The BOPO spread has undergone a historic collapse from record highs in 2022 to negative territory in early 2025, before recently recovering near $100/mt. The latest retracement is driven not by palm strength but by U.S. soyoil weakness amid delays in 45Z guidance and unresolved SRE decisions.
The BOPO spread has undergone a historic collapse from record highs in 2022 to negative territory in early 2025, before recently recovering near $100/mt. The latest retracement is driven not by palm strength but by U.S. soyoil weakness amid delays in 45Z guidance and unresolved SRE decisions.

In the U.S., biofuels policy is once again clouded by mixed messaging and political noise. While the Senate returned from recess on June 2, progress on the renewable fuels package has stalled, with lawmakers now expected to send a revised draft back to the House. But the bigger disruption may be rhetorical: former Congressman Lee Zeldin, now actively advising energy policy circles, has praised Alaska’s RFS exemption as a model for success. Coming from a prominent voice close to EPA decision-makers, this framing undermines the consistency of federal RFS support and risks emboldening new regional pushbacks. The message to investors and obligated parties is muddled, just as confidence is already strained by inaction on SREs and 45Z.


In Europe, the Union for the Promotion of Oil and Protein Plants (UFOP) made a forceful statement today, urging the immediate abolition of double counting for waste-based biodiesel and co-processed volumes. I strongly support UFOP’s position. The current structure encourages reclassification games and has incentivized fraudulent imports, distorting the market and undervaluing genuine biodiesel blending. With quota prices under pressure and trust in sustainability certifications shaken by scandals—including phantom HVO capacity in Dubai—the call for tighter oversight and legislative reform is not only justified but overdue.

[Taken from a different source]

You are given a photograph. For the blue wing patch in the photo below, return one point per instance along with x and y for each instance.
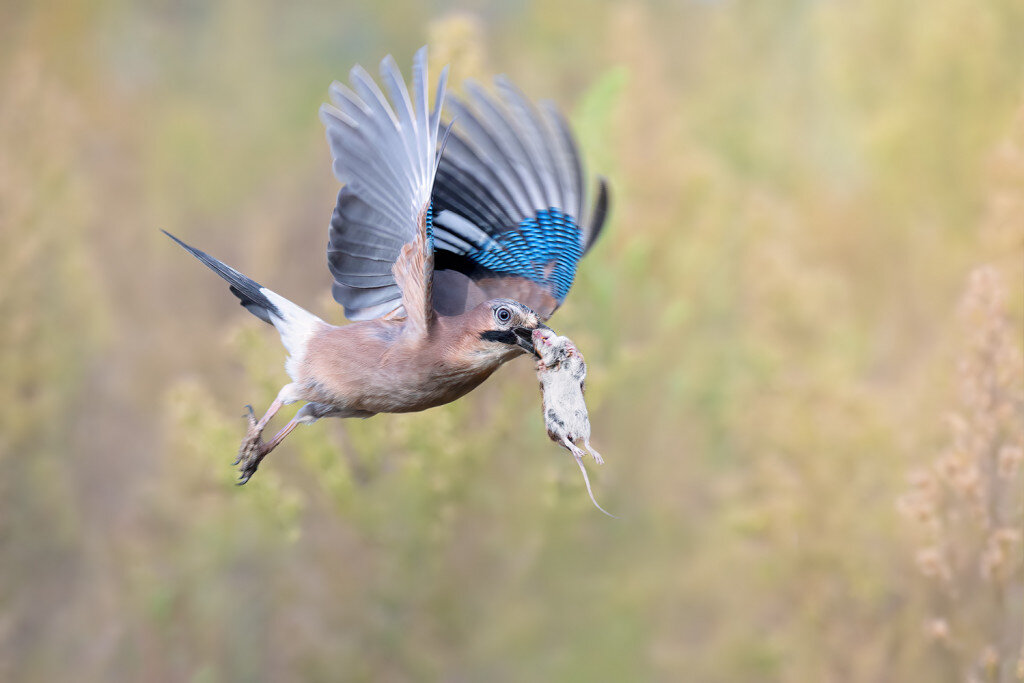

Notably, the price differential between HVO Class 2 and SAF has abruptly collapsed, with both now trading at parity in several hubs. This realignment is surprising and unlikely to hold. Under RED III, coprocessing gives refiners the ability to claim SAF credits from relatively modest biogenic inputs, driving down the effective cost of SAF blending. At the same time, Chinese SAF—unlike HVO—is not subject to anti-dumping or countervailing duties and can enter Europe duty-free, adding further downward pressure on SAF pricing. In contrast, HVO Class 2, which must be produced from fully renewable feedstocks and faces tighter import controls, remains physically constrained. These structural divergences suggest the current parity is a temporary pricing artifact—one that could soon reverse as feedstock scarcity and regulatory asymmetry reassert themselves.